The quorum court knocked it out before a circuit judge buried the next morning

POPE COUNTY, Ark. — A Pope County circuit judge declared a voter-approved ordinance as unconstitutional that would have required an election before allowing a casino to be approved.

Circuit Court Judge Bill Pearson dismissed or struck down allegations by the anti-casino group Citizens for a Better Pope County in a Tuesday morning hearing. 

"I'm actually really shocked and disappointed," said Anna Stiritz, a lawyer and spokesperson for the anti-casino group.

It was a bad 18 hours for those opposed to the casino plans after the quorum court, with an eye on the court case, repealed it Monday night. That was the shot. Judge Pearson provided the chaser on Tuesday morning.

"We're ecstatic. We're very excited and hopefully, now we'll be able to move forward," was the opposite reaction from Kelly Jett the community organizer whose Facebook group Pope County Majority changed minds in the months after the 2019 election.

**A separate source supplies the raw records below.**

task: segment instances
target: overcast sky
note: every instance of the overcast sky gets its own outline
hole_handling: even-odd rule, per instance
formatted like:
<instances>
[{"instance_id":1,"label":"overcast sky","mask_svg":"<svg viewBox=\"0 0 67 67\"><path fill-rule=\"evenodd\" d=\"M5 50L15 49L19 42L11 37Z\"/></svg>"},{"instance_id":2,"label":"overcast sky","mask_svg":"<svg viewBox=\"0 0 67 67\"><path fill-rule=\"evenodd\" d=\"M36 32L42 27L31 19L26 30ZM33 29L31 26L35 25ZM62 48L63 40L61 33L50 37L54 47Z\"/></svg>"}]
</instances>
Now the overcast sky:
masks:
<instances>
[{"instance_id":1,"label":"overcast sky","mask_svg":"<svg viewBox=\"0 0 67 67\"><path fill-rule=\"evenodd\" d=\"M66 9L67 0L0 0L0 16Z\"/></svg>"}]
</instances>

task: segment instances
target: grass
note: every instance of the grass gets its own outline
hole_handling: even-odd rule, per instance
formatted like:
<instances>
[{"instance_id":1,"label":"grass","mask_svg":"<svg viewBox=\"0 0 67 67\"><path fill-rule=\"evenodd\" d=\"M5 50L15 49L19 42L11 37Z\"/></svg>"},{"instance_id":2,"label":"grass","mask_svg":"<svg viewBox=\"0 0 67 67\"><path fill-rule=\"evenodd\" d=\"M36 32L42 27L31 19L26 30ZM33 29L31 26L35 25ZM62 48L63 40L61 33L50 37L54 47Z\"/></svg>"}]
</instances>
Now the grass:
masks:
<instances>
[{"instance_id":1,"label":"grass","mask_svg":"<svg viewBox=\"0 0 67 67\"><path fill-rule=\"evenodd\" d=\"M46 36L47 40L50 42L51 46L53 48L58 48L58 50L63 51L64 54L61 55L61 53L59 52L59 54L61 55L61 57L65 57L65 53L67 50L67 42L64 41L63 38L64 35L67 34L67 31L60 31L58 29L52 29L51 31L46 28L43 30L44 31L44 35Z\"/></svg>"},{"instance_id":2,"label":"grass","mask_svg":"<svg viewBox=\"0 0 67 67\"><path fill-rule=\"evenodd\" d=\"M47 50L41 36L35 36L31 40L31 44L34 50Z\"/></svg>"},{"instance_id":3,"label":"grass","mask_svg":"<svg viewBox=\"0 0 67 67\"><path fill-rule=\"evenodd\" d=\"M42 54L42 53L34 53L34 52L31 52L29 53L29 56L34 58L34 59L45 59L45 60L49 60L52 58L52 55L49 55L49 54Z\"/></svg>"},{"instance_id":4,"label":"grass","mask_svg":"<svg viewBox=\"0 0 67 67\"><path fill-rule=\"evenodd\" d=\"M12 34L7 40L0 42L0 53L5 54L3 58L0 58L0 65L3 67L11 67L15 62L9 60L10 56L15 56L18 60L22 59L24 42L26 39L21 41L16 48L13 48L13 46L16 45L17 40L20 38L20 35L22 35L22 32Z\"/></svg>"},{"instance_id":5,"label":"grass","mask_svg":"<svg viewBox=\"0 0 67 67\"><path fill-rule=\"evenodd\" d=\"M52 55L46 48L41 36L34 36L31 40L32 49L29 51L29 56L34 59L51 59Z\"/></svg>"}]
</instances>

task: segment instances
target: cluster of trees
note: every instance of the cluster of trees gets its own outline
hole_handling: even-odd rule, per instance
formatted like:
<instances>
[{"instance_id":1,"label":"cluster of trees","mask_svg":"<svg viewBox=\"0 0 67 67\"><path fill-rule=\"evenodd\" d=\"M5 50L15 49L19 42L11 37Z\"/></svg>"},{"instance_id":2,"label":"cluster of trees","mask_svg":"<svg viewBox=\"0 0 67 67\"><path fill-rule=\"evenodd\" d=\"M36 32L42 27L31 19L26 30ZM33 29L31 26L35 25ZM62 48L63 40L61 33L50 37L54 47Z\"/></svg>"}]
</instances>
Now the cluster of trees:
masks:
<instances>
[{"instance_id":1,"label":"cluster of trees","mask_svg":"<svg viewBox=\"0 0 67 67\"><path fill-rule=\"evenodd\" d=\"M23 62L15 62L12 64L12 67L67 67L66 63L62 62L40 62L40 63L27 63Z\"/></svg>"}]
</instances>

"I think PCM basically just became a voice for those who weren't being heard," she said after the hearing. "We are a voice for those who were uninformed and misinformed."

Her group has more than 7,000 followers and responded to a challenge from a once-skeptical county judge Ben Cross. He went on to lend his backing to the Legends Casino plan put forward by the Cherokee Nation.

Stiritz says the 12,000 voters who spoke last year should still be heard despite the wording of the constitutional amendment that paved the way for casinos in the state.

"Amendment 100 is carefully crafted," Stiritz said. "It was written by casino interests, paid to get through the ballot box by casino interests and they did their very best to make sure that they wrote the rules and enforced them on everybody."

The Tuesday lawsuit is one of at least three legal or governmental hurdles to getting a casino approved. There's Gulfside Casino with a lawsuit against the state racing commission and armed with an approval letter from the previous county judge. The City of Russellville wants to be dealt back in after the county moved forward with the Cherokee. They backed a proposal from Elite Management.

There's still lots of cards to deal but Legends has the biggest stack and plenty of backing.

"We're just excited to move forward," Jett said. "We're just excited for the progress and we can't wait for them to build it."